Now, in view of what had happened, her ladyship, ever impulsive, was all for going there and then to her husband to confess the whole truth, without pausing to reflect upon the consequences to others than Ned Tremayne. As you know, it was beyond her to see a thing from two points of view at one and the same time. It was also beyond her brother—the failing, as I think I have told you, was a family one—and her brother saw this matter only from the point of view of his own safety.
“A single word to Terence,” he had told her, putting his back to the door of the dressing-room to bar her intended egress, “and you realise that it will be a court-martial and a firing party for me.”
That warning effectively checked her. Yet certain stirrings of conscience made her think of the man who had imperilled himself for her sake and her brother’s.
“But, Dick, what is to become of Ned?” she had asked him.
“Oh, Ned will be all right. What is the evidence against him after all? Men are not shot for things they haven’t done. Justice will out, you know. Leave Ned to shift for himself for the present. Anyhow his danger isn’t grave, nor is it immediate, and mine is.”
Helplessly distraught, she sank to an ottoman. The night had been a very trying one for her ladyship. She gave way to tears.
“It is all your fault, Dick,” she reproached him.
“Naturally you would blame me,” he said with resignation—the complete martyr.

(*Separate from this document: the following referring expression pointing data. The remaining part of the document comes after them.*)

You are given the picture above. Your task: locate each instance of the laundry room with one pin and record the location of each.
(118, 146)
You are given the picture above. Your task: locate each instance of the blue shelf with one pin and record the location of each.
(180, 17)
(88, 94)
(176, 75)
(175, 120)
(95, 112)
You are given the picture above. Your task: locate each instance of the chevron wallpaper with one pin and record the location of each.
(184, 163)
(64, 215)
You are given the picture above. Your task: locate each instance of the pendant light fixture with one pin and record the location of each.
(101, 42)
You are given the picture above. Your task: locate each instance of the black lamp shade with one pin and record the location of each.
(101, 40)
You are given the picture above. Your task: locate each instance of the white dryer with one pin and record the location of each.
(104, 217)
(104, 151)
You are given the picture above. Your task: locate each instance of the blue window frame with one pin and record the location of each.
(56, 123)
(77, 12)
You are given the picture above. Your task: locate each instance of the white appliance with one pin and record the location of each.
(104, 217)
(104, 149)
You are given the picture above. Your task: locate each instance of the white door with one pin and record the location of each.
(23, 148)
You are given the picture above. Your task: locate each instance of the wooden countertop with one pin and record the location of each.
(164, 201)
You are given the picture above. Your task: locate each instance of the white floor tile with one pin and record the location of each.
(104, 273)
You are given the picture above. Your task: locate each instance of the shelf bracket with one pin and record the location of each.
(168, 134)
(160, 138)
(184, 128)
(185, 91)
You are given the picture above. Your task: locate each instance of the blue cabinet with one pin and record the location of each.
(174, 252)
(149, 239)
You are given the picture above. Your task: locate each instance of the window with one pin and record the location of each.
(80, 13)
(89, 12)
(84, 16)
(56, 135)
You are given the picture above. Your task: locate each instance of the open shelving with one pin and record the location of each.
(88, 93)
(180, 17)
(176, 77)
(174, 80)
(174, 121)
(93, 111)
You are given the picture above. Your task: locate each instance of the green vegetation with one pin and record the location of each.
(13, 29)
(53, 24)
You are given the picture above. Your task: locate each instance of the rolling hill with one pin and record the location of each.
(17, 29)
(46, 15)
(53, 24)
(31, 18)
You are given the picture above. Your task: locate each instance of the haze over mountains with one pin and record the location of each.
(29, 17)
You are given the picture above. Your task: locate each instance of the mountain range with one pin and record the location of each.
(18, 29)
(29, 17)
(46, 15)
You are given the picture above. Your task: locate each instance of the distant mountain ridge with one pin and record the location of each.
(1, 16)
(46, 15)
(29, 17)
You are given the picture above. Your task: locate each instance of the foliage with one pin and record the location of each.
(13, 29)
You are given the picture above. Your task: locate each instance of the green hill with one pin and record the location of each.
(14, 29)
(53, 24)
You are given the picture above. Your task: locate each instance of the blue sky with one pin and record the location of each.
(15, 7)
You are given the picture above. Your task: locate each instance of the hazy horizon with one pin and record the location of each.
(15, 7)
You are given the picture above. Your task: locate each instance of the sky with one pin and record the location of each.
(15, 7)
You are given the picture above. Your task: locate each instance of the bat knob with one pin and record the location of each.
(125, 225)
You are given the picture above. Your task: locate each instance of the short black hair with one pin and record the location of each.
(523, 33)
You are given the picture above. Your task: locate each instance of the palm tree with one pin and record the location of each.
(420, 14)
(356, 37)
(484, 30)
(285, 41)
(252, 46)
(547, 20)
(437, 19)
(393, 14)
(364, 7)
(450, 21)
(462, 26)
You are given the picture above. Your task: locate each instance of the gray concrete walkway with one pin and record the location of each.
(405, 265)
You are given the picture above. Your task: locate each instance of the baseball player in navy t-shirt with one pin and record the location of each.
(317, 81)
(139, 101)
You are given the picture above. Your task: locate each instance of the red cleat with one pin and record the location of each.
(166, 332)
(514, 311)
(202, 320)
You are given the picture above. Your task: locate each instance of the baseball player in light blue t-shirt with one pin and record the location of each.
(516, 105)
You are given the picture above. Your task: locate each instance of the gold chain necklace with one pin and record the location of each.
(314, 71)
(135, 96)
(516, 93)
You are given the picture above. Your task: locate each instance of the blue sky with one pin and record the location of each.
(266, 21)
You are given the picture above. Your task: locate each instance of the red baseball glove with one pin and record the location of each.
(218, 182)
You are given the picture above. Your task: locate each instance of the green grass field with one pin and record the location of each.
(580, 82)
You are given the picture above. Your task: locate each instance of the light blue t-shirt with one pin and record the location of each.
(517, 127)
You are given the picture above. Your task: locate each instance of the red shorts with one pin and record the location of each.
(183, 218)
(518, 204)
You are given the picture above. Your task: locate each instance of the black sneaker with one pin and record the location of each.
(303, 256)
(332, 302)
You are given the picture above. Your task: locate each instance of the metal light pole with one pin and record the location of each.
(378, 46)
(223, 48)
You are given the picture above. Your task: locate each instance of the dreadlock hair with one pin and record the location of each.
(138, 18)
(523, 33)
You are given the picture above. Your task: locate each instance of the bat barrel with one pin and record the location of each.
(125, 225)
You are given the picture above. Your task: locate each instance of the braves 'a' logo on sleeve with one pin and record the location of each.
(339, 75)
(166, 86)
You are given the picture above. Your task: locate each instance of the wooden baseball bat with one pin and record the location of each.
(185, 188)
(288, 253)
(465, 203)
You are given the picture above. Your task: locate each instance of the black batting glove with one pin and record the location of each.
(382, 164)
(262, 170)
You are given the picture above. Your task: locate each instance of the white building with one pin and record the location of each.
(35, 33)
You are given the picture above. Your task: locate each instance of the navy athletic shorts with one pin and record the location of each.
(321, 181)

“If only you had been ready at the time, as he told you to be, there would have been no delays, and you would have got away before any of this happened.”
“Was it my fault that I should have reopened my wound—bad luck to it!—in attempting to get down that damned ladder?” he asked her. “Is it my fault that I am neither an ape nor an acrobat? Tremayne should have come up at once to assist me, instead of waiting until he had to come up to help me bandage my leg again. Then time would not have been lost, and very likely my life with it.” He came to a gloomy conclusion.